3. Sahabat

42 3 3
                                    

***

"Assalamu'alaikum."

"Wa'alaikumussalam. Kok baru nyampe?"

Alif menyalami tangan lelaki yang baru saja bertanya padanya. Namanya Ghifari, biasa dipanggil Mas Ari oleh Alif. Usianya 21 tahun. Ia membantu menjaga toko roti peninggalan ayah Alif.

"Enggak, tadi abis nganter temen. Mas Ari mau pulang?"

"Iyo, mbak mu ngajak ke kondangan."

"Iya deh yang udah nikah," goda Alif disambung kekehan oleh Ari. Lelaki itu memang menikah muda karena berniat untuk menyempurnakan agamanya.

Ari pun pergi setelah mengucap salam yang sudah dijawab oleh Alif dan dua pegawai laki-laki yang ada disana, panggil saja Dzaki dan Andra.

Alif masuk ke sebuah ruangan untuk berganti pakaian lebih dulu. Setelah selesai, Alif kembali keluar dan mengambil buku laporan penjualan di atas meja kasir lalu duduk di kursi.

Ia memperhatikan laporan penjualan kemarin dan hari ini. Raut seriusnya membuat siapapun suka memandangnya lebih lama sebab Alif terlihat lebih menawan.

"Selamat datang." Dzaki menyambut pelanggan yang baru masuk ke toko dengan santun.
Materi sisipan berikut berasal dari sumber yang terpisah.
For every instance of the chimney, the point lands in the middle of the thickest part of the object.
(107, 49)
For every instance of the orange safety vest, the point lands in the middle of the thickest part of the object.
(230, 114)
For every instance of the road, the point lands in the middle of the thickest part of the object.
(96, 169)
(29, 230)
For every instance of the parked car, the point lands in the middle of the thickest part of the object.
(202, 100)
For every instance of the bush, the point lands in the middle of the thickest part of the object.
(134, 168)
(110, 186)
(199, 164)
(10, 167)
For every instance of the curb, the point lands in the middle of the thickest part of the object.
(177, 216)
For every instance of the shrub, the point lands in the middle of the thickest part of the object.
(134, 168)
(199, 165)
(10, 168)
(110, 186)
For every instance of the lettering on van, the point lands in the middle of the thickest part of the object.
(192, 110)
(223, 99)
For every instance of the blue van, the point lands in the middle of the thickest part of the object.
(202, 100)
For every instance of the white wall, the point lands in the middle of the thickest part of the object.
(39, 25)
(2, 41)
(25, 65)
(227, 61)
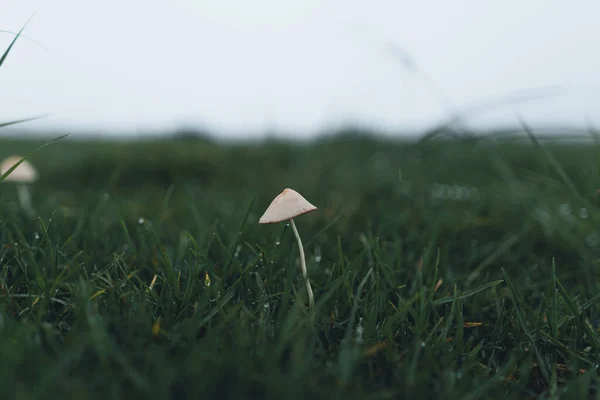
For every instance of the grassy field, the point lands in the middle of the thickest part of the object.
(452, 269)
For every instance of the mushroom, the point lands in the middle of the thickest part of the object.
(22, 175)
(288, 205)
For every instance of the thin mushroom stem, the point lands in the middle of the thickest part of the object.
(25, 198)
(311, 299)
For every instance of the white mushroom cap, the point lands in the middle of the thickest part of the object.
(287, 205)
(24, 173)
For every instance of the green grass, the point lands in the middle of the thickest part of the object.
(454, 269)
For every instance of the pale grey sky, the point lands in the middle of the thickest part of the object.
(248, 67)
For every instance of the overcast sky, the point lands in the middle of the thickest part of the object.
(250, 67)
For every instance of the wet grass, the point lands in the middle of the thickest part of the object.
(454, 269)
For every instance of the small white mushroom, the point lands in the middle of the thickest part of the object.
(23, 175)
(288, 205)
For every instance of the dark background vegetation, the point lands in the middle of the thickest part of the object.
(432, 265)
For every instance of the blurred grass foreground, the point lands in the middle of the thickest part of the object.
(452, 269)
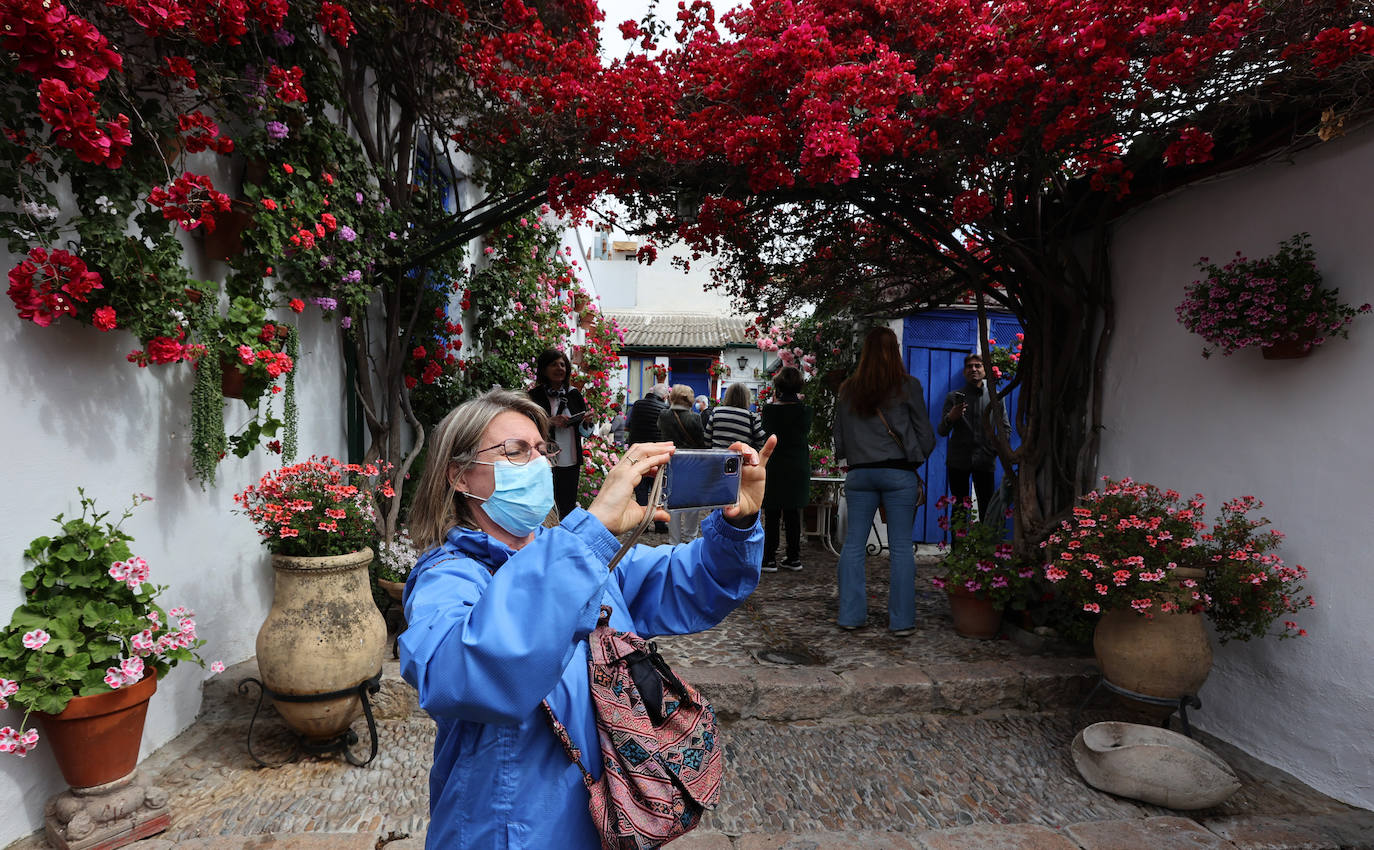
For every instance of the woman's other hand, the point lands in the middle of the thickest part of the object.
(752, 478)
(614, 504)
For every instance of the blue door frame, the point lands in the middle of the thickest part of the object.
(933, 346)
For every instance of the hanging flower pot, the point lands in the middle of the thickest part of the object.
(96, 739)
(1289, 349)
(231, 378)
(226, 240)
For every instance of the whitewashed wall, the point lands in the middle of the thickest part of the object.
(1292, 433)
(77, 415)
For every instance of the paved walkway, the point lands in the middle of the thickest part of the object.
(833, 740)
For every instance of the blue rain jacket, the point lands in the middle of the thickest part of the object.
(484, 648)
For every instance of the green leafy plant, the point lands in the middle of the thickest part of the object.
(89, 621)
(978, 558)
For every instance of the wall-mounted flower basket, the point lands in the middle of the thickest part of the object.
(226, 240)
(1275, 304)
(1289, 349)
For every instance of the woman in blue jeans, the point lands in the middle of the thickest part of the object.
(882, 435)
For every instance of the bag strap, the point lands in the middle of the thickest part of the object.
(561, 731)
(564, 738)
(893, 434)
(921, 484)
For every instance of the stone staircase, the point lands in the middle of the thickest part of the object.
(833, 739)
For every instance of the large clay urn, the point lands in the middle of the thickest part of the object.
(1165, 657)
(323, 633)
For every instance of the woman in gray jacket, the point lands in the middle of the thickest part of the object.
(882, 435)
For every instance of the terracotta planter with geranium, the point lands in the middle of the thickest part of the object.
(1275, 304)
(977, 571)
(83, 655)
(1150, 566)
(319, 519)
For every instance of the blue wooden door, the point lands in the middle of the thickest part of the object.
(935, 345)
(693, 371)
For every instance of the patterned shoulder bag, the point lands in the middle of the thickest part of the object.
(661, 762)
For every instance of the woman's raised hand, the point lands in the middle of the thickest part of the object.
(614, 504)
(750, 482)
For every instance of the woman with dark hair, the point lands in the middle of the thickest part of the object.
(566, 411)
(733, 420)
(499, 610)
(882, 435)
(789, 471)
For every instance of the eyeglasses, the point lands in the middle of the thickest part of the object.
(520, 452)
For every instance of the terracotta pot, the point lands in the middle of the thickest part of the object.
(231, 379)
(1289, 349)
(323, 633)
(973, 617)
(226, 240)
(96, 739)
(1165, 657)
(393, 588)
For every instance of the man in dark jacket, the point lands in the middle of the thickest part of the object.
(969, 452)
(643, 427)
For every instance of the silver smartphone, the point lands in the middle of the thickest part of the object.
(701, 478)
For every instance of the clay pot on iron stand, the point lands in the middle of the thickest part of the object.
(95, 742)
(973, 617)
(1167, 657)
(320, 648)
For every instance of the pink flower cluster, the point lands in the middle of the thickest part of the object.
(1120, 545)
(133, 571)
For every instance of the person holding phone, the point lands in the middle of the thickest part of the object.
(500, 606)
(568, 423)
(970, 453)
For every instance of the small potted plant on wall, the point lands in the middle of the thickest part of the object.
(1275, 302)
(88, 646)
(977, 571)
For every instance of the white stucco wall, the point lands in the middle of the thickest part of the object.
(79, 415)
(1290, 431)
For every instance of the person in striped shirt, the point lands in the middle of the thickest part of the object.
(733, 420)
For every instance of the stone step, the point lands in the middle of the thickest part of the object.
(1332, 831)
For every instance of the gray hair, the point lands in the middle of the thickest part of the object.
(682, 394)
(737, 396)
(437, 508)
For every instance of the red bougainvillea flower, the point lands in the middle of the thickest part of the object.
(335, 22)
(191, 201)
(105, 319)
(46, 286)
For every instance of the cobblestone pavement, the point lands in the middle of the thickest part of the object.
(869, 740)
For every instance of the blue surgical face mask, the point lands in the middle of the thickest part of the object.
(522, 497)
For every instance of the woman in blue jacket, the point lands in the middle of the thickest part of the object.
(499, 610)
Alif melihat siapa pelanggan yang datang. Dua perempuan nampak sedang memilih kue di etalase yang didampingi oleh Andra. Lalu Alif berdiri dan meletakkan bukunya ke dalam laci meja.

"Mas, udah pada makan?" Alif bertanya pada dua laki-laki yang sekarang menoleh menatapnya.

"Udah, Lif."

"Saya belum, nitip ya," kata Andra yang tadi memang belum sempat makan.

Alif mengangguk lalu keluar dari toko dan membeli makan di warteg seberang jalan.

Setelah membelikan nasi untuk Andra makan, ia kembali masuk kedalam toko. Dua wanita tadi sudah tidak ada, yang ada hanya seorang lelaki yang duduk di salah kursi yang tersedia disana. Alif merasa jika ia mengenalnya meski hanya melihatnya dari arah belakang.

"Makasih, Lif."

"Ndak usah, mas," tolaknya ketika Andra mengulurkan uang kepadanya.

Andra tau, memaksa Alif adalah sesuatu hal yang percuma. Jadi ia lebih memilih berterimakasih dan langsung membawa makanannya ke dapur.

Alif berjalan kearah meja dan duduk tepat di depan orang yang sedang sibuk dengan ponselnya.

Dzaki datang menghampiri, "Eh, Lif, ini ada yang nitip tadi."

Alif mengangkat kedua alisnya saat didepannya tersaji sebuah kue berbentuk hati didalam kotak yang tentu dari tokonya sendiri. Ada kertas diatas kotaknya dan tertulis nomor hp.

"Dua cewek tadi, salah satunya nitip ini. Katanya buat yang tadi keluar, dapet salam." Alif menghela napas.

"Katanya jangan lupa hubungin nomornya," lanjut Dzaki.

Laki-laki yang duduk didepan Alif terkekeh, "Mas nya kayak gak tau Alif aja."

Dzaki tersenyum, "Tau, saya cuman nyampein amanah aja,"ujarnya lalu permisi untuk kembali bekerja.